Wir fliegen nicht in den Urlaub, wir wandern aus

Alle „gefährlichen“ Teile sind mittlerweile geklärt, ich habe die zweifelhafte ehrenvolle Aufgabe, die Koffer und Reisetaschen wieder zu packen, anschließend dürfen wir zum Check in. Ich reiche der Dame den Ausdruck für das angemeldete Übergepäck und es gibt keinerlei Unklarheiten.
Klar ist auch, dass es anschließend ans Zahlen geht. Pro Kilo Übergepäck € 4,00.

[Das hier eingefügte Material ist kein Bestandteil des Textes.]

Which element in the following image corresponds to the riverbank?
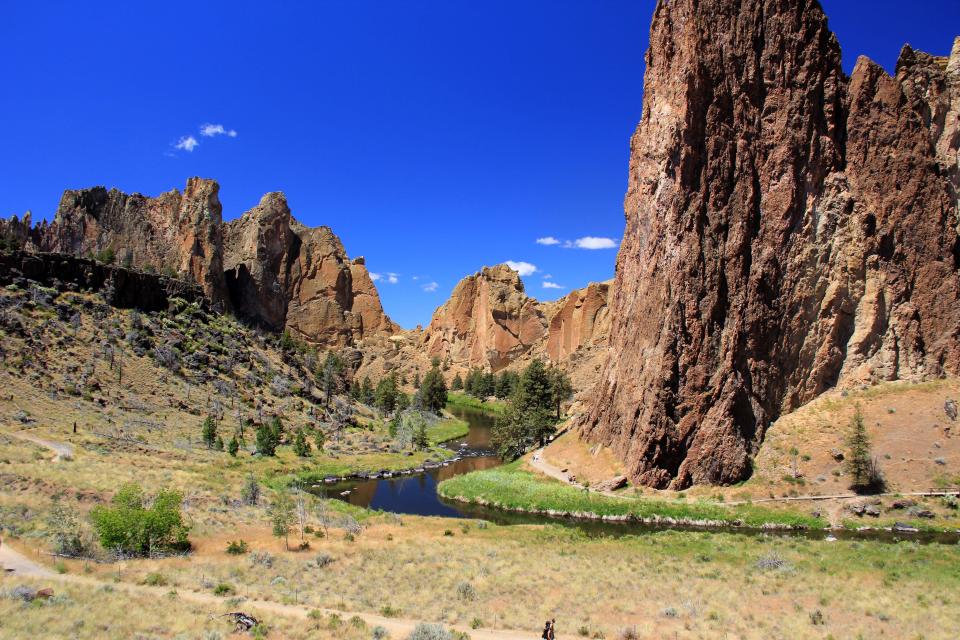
[438,460,827,529]
[447,393,507,416]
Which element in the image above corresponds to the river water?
[311,407,960,544]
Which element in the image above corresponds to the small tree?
[227,434,240,458]
[413,413,430,449]
[201,416,217,449]
[847,406,884,493]
[420,366,447,413]
[257,424,278,456]
[240,473,260,507]
[293,429,310,458]
[267,489,294,549]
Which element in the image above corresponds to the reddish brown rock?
[581,0,960,488]
[547,282,610,362]
[224,192,398,345]
[32,178,227,305]
[422,264,547,371]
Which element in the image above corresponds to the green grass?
[427,418,470,445]
[447,393,507,416]
[438,461,825,529]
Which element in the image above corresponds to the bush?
[407,622,453,640]
[90,484,190,555]
[227,540,250,556]
[240,473,260,506]
[457,581,477,602]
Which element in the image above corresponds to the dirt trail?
[0,543,537,640]
[6,431,73,462]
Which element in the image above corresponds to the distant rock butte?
[580,0,960,488]
[224,193,399,345]
[359,264,610,390]
[0,178,399,346]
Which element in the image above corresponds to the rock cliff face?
[6,178,227,304]
[0,178,399,346]
[358,265,610,391]
[581,0,960,488]
[224,193,399,345]
[423,264,547,371]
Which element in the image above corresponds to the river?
[311,407,960,544]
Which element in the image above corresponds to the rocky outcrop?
[35,178,227,304]
[581,0,960,488]
[0,251,207,311]
[0,178,399,346]
[546,282,610,362]
[422,264,547,371]
[224,192,399,345]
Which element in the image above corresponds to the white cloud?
[506,260,537,276]
[173,136,200,151]
[200,123,237,138]
[563,236,617,249]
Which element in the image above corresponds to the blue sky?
[0,0,960,327]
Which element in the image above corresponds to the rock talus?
[580,0,960,488]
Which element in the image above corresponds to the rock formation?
[581,0,960,488]
[0,178,399,346]
[423,264,547,371]
[6,178,227,304]
[224,193,399,345]
[358,265,610,391]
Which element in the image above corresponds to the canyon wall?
[580,0,960,488]
[0,178,399,346]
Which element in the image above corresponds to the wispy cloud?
[370,271,400,284]
[505,260,537,276]
[563,236,617,249]
[173,136,200,151]
[200,123,237,138]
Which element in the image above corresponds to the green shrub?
[227,540,250,556]
[90,483,190,555]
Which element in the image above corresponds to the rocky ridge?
[359,264,610,390]
[0,178,399,346]
[580,0,960,488]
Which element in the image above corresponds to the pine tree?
[201,416,217,449]
[293,429,310,458]
[420,366,447,413]
[846,406,884,493]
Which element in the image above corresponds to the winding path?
[4,431,73,462]
[0,543,537,640]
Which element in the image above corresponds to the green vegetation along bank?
[438,460,826,529]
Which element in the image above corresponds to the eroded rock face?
[423,264,547,371]
[0,178,399,346]
[546,282,610,362]
[20,178,227,305]
[224,192,399,345]
[581,0,960,488]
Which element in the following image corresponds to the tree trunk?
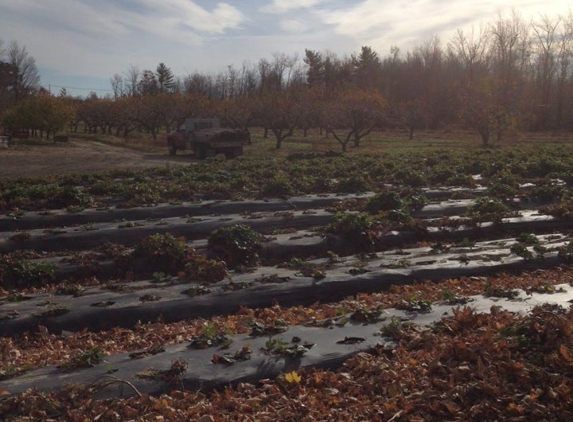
[480,132,489,148]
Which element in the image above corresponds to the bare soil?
[0,139,194,178]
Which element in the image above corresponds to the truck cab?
[167,119,250,159]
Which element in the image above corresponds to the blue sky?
[0,0,571,95]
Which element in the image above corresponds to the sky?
[0,0,572,96]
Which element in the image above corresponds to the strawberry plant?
[208,224,261,268]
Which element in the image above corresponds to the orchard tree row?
[0,12,573,149]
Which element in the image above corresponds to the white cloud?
[262,0,325,13]
[280,19,312,34]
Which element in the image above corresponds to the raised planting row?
[2,284,573,399]
[0,199,572,334]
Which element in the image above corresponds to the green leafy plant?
[466,196,509,221]
[132,233,195,274]
[208,224,261,268]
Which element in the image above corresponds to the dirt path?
[0,139,193,178]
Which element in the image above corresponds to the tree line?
[0,11,573,150]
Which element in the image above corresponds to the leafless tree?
[125,65,141,97]
[6,41,40,102]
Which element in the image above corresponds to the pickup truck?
[163,119,251,160]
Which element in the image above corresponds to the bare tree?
[531,16,561,129]
[125,65,141,97]
[6,41,40,102]
[109,73,125,100]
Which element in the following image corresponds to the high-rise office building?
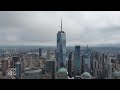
[1,60,8,76]
[57,20,66,69]
[22,68,42,79]
[46,61,56,79]
[68,52,72,78]
[15,61,21,79]
[117,53,120,64]
[39,48,42,56]
[11,57,19,68]
[83,54,91,73]
[74,46,81,75]
[56,68,68,79]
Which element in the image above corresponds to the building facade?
[74,46,81,75]
[57,21,66,69]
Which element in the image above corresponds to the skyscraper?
[46,61,56,79]
[11,57,19,68]
[15,62,21,79]
[39,48,42,56]
[57,19,66,69]
[74,46,81,75]
[68,52,72,78]
[1,60,8,76]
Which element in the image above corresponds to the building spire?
[61,17,62,31]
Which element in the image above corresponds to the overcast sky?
[0,11,120,46]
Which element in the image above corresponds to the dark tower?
[39,48,42,57]
[68,52,72,78]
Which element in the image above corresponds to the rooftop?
[58,67,68,73]
[81,72,92,79]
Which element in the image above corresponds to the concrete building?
[1,60,8,76]
[74,46,81,76]
[45,60,56,79]
[56,68,68,79]
[57,20,66,70]
[22,68,42,79]
[15,61,21,79]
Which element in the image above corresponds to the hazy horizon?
[0,11,120,47]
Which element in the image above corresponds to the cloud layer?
[0,11,120,46]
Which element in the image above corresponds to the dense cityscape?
[0,20,120,79]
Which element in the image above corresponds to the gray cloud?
[0,11,120,45]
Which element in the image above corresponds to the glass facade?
[15,62,21,79]
[74,46,81,75]
[57,31,66,69]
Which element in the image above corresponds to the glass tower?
[74,46,81,75]
[57,19,66,69]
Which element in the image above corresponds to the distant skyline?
[0,11,120,46]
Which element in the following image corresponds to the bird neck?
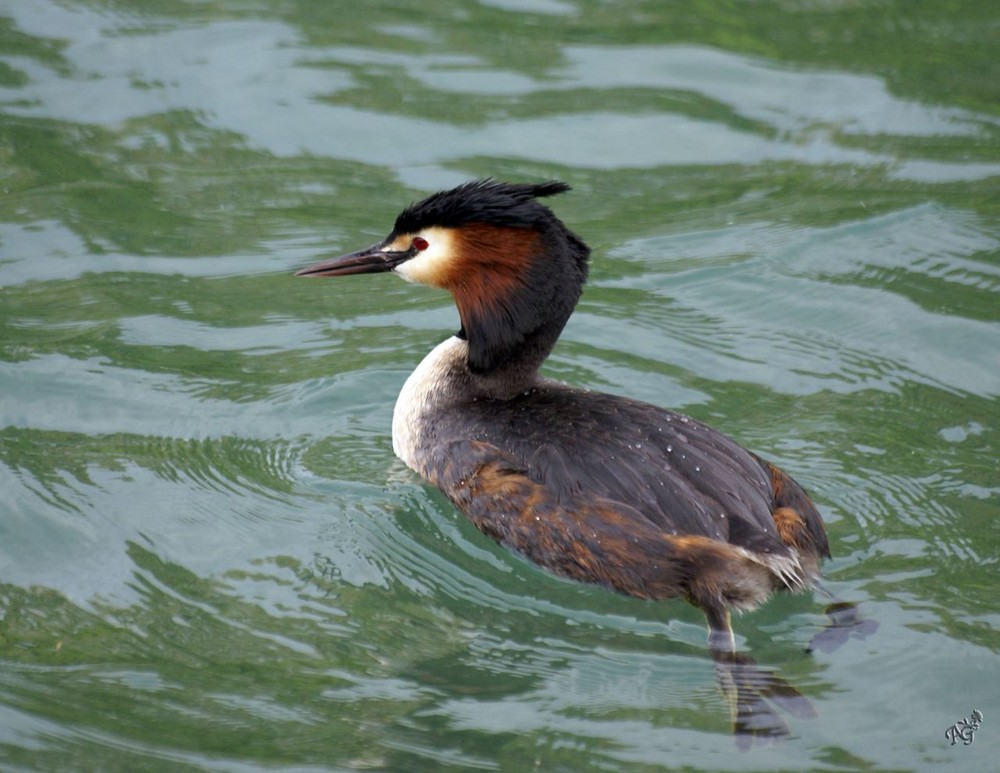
[450,221,590,396]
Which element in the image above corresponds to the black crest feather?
[393,179,570,234]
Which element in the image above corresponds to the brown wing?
[434,385,826,555]
[426,440,774,609]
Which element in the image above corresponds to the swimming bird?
[296,179,860,734]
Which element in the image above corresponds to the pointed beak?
[295,242,413,276]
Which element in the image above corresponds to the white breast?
[392,336,469,472]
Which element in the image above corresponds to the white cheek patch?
[393,228,455,287]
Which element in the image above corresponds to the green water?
[0,0,1000,771]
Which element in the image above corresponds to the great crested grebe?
[296,180,868,735]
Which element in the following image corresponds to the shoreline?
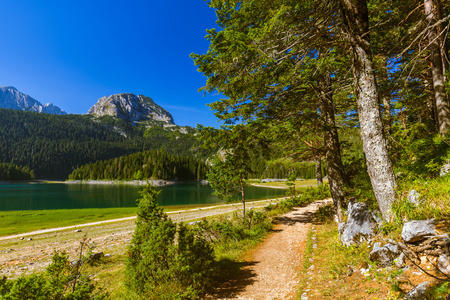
[36,179,208,186]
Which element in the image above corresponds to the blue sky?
[0,0,219,126]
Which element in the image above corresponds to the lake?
[0,183,285,211]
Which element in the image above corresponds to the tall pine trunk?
[424,0,450,135]
[340,0,397,219]
[315,155,323,186]
[320,73,345,222]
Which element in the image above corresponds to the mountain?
[88,93,174,124]
[0,86,67,115]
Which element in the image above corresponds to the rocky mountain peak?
[0,86,67,115]
[88,93,174,124]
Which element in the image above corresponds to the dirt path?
[210,199,332,300]
[0,198,281,277]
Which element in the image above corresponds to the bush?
[126,186,214,299]
[0,247,106,300]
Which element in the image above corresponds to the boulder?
[405,281,430,300]
[438,254,450,275]
[394,252,406,269]
[439,159,450,176]
[339,202,376,246]
[402,219,436,243]
[369,243,400,267]
[88,252,105,264]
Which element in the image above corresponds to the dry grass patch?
[298,213,400,300]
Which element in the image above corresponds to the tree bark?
[319,73,345,222]
[424,0,450,135]
[379,57,392,149]
[240,175,245,219]
[316,155,323,186]
[340,0,397,219]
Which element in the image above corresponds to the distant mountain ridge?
[0,86,67,115]
[88,93,174,125]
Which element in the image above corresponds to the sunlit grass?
[247,179,320,189]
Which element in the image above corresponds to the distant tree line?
[69,150,208,180]
[0,109,213,179]
[0,163,34,180]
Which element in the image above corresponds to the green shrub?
[126,186,214,299]
[0,248,107,300]
[392,176,450,224]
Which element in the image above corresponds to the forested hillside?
[0,163,34,180]
[191,0,450,220]
[0,109,207,179]
[69,150,207,180]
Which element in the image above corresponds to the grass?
[0,207,137,236]
[392,176,450,225]
[246,179,320,189]
[298,207,398,299]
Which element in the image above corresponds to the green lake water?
[0,183,285,211]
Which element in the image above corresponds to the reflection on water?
[0,183,284,211]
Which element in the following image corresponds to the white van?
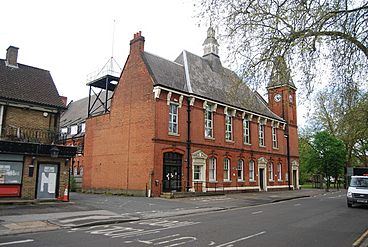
[346,176,368,208]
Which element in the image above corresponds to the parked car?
[346,176,368,207]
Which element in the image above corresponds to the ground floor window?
[224,158,230,181]
[277,163,282,181]
[238,160,244,181]
[249,160,254,181]
[0,155,23,184]
[193,165,202,180]
[209,158,216,181]
[268,163,273,181]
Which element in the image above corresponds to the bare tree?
[199,0,368,97]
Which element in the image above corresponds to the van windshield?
[350,177,368,188]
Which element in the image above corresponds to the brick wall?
[3,106,56,130]
[83,35,155,195]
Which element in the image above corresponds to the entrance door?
[162,153,182,192]
[37,164,58,199]
[259,169,264,190]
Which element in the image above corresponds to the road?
[0,192,368,247]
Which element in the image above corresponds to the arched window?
[224,158,230,181]
[249,160,254,181]
[238,160,244,181]
[268,162,274,181]
[277,163,282,181]
[208,157,216,181]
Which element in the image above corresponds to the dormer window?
[204,104,213,138]
[169,103,179,135]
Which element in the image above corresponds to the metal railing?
[0,125,66,144]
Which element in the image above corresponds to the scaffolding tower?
[87,57,121,117]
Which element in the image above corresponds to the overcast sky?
[0,0,308,123]
[0,0,207,101]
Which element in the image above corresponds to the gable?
[0,59,64,108]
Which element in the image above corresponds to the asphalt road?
[0,192,368,247]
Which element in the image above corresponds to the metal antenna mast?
[110,20,116,71]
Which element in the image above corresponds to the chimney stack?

Anschließend fahren wir wieder zum Landgasthof zurück und ich rufe trotz der späten Stunde unsere Freundin S. auf Gran Canaria an. Sie hat etliche positive Neuigkeiten, was unser zukünftiges Miethaus betrifft. Jetzt werden wir noch ungeduldiger

Am nächsten Morgen werden wir um 4.40 Uhr mit dem Hotel-Shuttle zum Airport gebracht.
Der Abflug erfolgt pünktlich, ebenso pünktlich ist unsere Zwischenlandung auf Fuerteventura und nach kurzem Weiterflug landen wir am Airport unserer zukünftigen Heimat: GRAN CANARIA

Unser ganzes Gepäck ist mit uns geflogen, wir nehmen unser Mietauto entgegen und fahren voll bepackt in die Berge von Gran Canaria, direkt zu unserer Freundin S.

Sie erwartet uns schon und kurz darauf kommen einige Familienmitglieder unseres Vermieters. Im Konvoi fahren wir zu „unserem“ Haus, das wir nach nur 2 km erreichen.

Wir steigen aus, mein Herz rast. DAS ist unser zukünftiges Haus Von außen sieht es wunderschön aus Es steht in einem kleinen Garten, in dem Orangen- und Zitronenbäume wachsen, dessen Früchte gerade reif sind. Auch einen Papayabaum gibt es, der ebenfalls Früchte trägt.


Aber nun hinauf auf die Dachterrasse Von dort sehen wir bei strahlend blauem Himmel direkt zum Pico de las Nieves, dem höchsten Punkt der Insel

Unter uns liegt der Barranco de Tirajana, in dem zahlreiche Palmen wachsen. Schafe blöken in der Nähe, Ziegen meckern, Hunde bellen, Hähne krähen – DAS ist es, was wir wollen: Leben am Land, umgeben von den Bergen dieser wunderschönen Insel

Endlich sperrt M., die Tochter des Vermieters, der aus beruflichen Gründen jetzt nicht anwesend ist, das Haus auf. Mein Blick fällt sofort auf die im typischen kanarischen Stil eingerichtete Küche Auch der Wohnzimmerkasten sowie der Esstisch mit den Sesseln gefallen uns auf Anhieb.

Etwas weniger gefällt uns die Sitzgarnitur im Wohnzimmer sowie die Einrichtung der beiden Schlafzimmer, wobei wir ohnehin nur eines benötigen.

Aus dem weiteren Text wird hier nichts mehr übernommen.